About
This site was inspired by blog posts like this one, and associated discussions regarding land use. Our original goal was to provide some generic tools that let users summarize land types within any arbitrary area of interest, and our map interface makes this easy for any user to do. In addition, our API allows users to programmatically query land use datasets using a simple interface.Since our beta launch last year, we've also begun adding a variety of additional datasets and a series of tools that take advantage of our ability to query large raster datasets in an automated manner. A set of these tools geared towards clients who run EPA air modeling analyses, or who need access to large elevation datasets, are outlined in our Services.
Land Cover Data Sources
- National Land Cover Dataset, 1992
- National Land Cover Dataset, 2001
- Coastal Change Analysis Program, 2006
- The NLCD datasets were merged using GDAL into a single TIFF that covers the continental US.
- The python GDAL library is used to read raster data into Numpy array. A mask array by polygon is created using Matplotlib, and the NLCD is summarized by class.

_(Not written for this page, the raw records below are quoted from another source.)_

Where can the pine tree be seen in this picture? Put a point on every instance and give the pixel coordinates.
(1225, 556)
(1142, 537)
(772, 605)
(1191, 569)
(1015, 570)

- The map interface and polygon editing tools are built with OpenLayers. The NLCD overlay is served up by Mapserver and Tilecache. Base layers from Google Maps and Open Street Map are provided for context.
- The website back-end is built on Django. Some queries take advantage of GeoDjango
- The site is hosted on Amazon EC2 virtual servers, with PostGIS and other large datasets on an EBS
- Our clients can access our API programmatically, and take advantage of additional features such as the ability to upload shapefiles for batch-calculating polygons, and access summary results with a private login. Additional analyses (e.g. albedo, bowen ratio, or surface roughness) and datasets (e.g. topography, weather stations) can be integrated into a customized interface, as required.